Today, stocks look to add to their earlier gains of this week, based on the futures markets. At 10 o’clock this morning the University of Michigan will release its latest read on consumer sentiment, which is expected to show a modest improvement from the previously reported low level of 59.2 for the month of May. This will be the only major data point today. Aside from this release, investors will be considering thoughts given by Federal Reserve Governor Christopher Waller (prior to the market open) and Richmond Fed President Tom Barkin (at 2:30 p.m.). We don’t expect these Fed officials to veer very far from Chairman Jerome Powell’s guidance provided this past Wednesday.
The major market indexes gathered a bit of strength this week. Trading on Monday and Tuesday trended positive. That trend was upset at mid-week when Fed Chair Powell made public the central bank’s likely interest rate strategy for the coming months. At its June meeting, the Federal Open Market Committee decided to hold short-term interest rates steady, at 5.00%-5.25%. The kicker was Mr. Powell’s statement that the Federal Funds range could rise another one-half percentage point before year end, depending on developments in the domestic economy. Another hike, potentially one-quarter of a point, could come as early as July. On Thursday, investors, after digesting the Fed news and stronger-than-expected retail spending, decided to adopt a positive view on the economy and stocks. For all of this week, market gains in the low single-digits would be no surprise.
Pundits on Wall Street are busy arguing whether the Fed will actually hold rates steady or raise them in the near term. The argument for no hikes considers that inflation is receding, albeit at a stubbornly gradual pace, thus far. Declines in inflation may become more pronounced in the second half of 2023, given easier comparisons against strong year-ago price growth for products and services. Notably, food and fuel costs are currently moving lower, and the rental sector of the housing industry appears to be cooling. Also backing the no-hike point of view is that the Fed must consider that higher rates could cause additional significant stress in the regional banking sector, including consumer and business lending, or some other unforeseen area in the financial system. Furthermore, the manufacturing and industrial sectors are displaying pockets of softness. Of course, the Fed wants to avoid a severe recession.
Those saying rate hikes are more likely point to still-high inflation, a resilient jobs market, a favorable wage environment, solid consumer spending, relatively modest debt burdens and low loan delinquencies, decent, though cautious, business development, recent stability in the banking sector, and renewed vigor in the stock market.
Of particular note, share prices have been on the upswing lately, and more sectors, beyond technology, are beginning to take part in this rally. Investors seem to think, probably rightly so, that the Fed is near the end of its rate-hiking cycle. Fewer of them, but still a sizable contingent, believe rate cuts are in the cards, if not later this year, then early next year.
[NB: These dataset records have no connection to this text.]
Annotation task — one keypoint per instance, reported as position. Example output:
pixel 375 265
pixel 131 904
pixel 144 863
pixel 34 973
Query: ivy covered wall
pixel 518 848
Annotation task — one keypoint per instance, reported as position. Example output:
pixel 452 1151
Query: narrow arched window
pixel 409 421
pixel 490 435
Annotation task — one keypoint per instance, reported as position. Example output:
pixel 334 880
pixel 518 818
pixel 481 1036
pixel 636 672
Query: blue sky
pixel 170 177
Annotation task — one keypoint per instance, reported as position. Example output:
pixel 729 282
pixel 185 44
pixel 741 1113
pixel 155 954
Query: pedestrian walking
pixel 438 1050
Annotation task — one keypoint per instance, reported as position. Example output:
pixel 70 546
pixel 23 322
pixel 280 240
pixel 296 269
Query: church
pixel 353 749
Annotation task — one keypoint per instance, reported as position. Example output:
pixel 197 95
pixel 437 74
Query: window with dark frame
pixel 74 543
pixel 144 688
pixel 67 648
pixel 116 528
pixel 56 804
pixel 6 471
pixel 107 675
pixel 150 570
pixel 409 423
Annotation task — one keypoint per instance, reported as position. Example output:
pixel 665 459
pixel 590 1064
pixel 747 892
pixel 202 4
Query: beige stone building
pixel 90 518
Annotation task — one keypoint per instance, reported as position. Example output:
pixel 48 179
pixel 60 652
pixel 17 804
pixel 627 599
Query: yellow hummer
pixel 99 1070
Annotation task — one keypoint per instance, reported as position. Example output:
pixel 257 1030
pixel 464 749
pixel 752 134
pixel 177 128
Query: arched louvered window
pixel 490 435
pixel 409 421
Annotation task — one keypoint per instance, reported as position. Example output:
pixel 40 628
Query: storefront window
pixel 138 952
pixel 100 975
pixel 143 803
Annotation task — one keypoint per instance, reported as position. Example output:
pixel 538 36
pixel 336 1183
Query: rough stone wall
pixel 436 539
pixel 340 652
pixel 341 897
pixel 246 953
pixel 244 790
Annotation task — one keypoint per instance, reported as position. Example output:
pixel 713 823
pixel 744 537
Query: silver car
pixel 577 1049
We prefer to err on the side of caution by anticipating two more one-quarter-point increases in short-term rates.
Adding support to stock valuations, particularly those of tech issues, is excitement surrounding the potential benefits of generative Artificial Intelligence, the applications of which are being implemented at a rapid pace. There’s probably more upside in tech issues, such as Advanced Micro Devices (AMD), NVIDIA (NVDA), Alphabet (GOOG), Microsoft (MSFT), Apple (AAPL) and Meta Platforms (META). Still, many on The Street are expecting a rotation into cyclical stocks, for example, American Express (AXP), Boeing (BA) and Caterpillar (CAT), which, though not especially apparent, might now be starting. In any case, investors would do well to stay with industry leaders with proven operating (and stock performance) track records throughout the business cycle. – David M. Reimer
At the time of this article’s writing, the author did not hold any positions in any of the companies mentioned.